The summit will culminate in the drafting of a public statement in opposition to the deliberate politicization of science. 

Number of Attendees: 150-300 

The Panels 

Panel 1: Dark money as a source of anti-science This panel will focus on where the assaults on academia and public health are coming from. It will address the history of how dark money groups funded by major corporate interests have organized to undermine faith in science and muddy policy debates around issues like COVID-19 OptOut Media Foundation • 495A Henry Street #222, Brooklyn NY 11231and climate change, including the creation of fake medical societies. It will cover policy fixes to tackle this problem. 

Panel 2: Role of Academia: Academic Freedom vs. Academic Integrity, Professionalism and Ethics This panel will address the failures of academic institutions in responding to disinformation, including from within their own ranks. It will focus on how the concept of academic freedom has become a tool to justify the spread of disinformation and silence criticism of serial untruth tellers. It will also address the growing influence of big money on academic institutions, and evaluate how that influence has fueled the rise of disinformation. 

Panel 3: Role of Journalism This panel will focus on how media outlets have laundered disinformation into the mainstream discourse. It will probe the failure of journalists to question junk science and vet experts, specifically throughout the COVID-19 pandemic. It will take aim at “both-siderism” and discuss future, better models for coverage. 

Panel 4: Role of Government This panel will focus on how politicians, particularly in the House and Senate—but also governors—have spread disinformation and helped to politicize science. It will also cover how regulatory agencies like the CDC and FDA have fallen short in their communication with the public and response to disinformation. 

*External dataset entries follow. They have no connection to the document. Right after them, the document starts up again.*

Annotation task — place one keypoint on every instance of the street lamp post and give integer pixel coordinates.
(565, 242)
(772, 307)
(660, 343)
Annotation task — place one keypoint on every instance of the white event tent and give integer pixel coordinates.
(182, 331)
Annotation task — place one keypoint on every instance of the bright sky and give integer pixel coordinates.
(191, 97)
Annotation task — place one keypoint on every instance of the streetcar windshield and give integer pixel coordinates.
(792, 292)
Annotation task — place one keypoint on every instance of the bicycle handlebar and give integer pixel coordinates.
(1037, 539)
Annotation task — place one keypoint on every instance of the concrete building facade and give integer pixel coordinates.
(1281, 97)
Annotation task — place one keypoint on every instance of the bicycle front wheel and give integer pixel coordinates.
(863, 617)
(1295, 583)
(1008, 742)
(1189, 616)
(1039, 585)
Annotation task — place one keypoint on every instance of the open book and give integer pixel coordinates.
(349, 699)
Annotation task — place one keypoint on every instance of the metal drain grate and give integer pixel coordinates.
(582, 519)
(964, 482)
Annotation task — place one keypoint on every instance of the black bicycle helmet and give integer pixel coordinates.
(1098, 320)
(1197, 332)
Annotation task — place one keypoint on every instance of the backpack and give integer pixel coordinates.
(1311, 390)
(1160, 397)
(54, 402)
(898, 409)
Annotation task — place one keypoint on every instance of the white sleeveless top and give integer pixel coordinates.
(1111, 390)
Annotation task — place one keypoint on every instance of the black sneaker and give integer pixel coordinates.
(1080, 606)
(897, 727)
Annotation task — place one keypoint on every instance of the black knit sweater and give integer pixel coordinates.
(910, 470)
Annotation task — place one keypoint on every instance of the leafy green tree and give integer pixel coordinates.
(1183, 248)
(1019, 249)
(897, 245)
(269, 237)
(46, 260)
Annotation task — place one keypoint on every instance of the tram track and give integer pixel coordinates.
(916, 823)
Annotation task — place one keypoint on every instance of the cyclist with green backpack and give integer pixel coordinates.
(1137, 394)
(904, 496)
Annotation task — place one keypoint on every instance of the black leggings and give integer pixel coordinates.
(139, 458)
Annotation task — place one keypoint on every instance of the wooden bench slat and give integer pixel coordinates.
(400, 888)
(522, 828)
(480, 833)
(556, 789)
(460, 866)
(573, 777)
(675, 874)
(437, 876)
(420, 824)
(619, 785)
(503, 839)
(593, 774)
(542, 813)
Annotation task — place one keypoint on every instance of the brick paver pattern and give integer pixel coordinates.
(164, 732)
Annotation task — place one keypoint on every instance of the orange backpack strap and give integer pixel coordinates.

Panel 5: Role of Social Media This panel will focus on social media as a source of attack on academia and science. It will cover how platforms like X have been used to facilitate the politicization of facts. Another major focus will be on how scientists engage on social media. 

Panel 6: Role of Academic Journals, Preprints, and Open Science The final panel will be focused on the failure of academic journals in the face of organized disinformation campaigns. Throughout the pandemic, we have seen flimsy science from motivated right-wing actors published in reputable journals. Several of these studies were later retracted, however it has become clear that journals are a new battlefield in the war on science. This discussion will focus on flaws in the peer review process and how these publications can inoculate themselves from political malfeasance.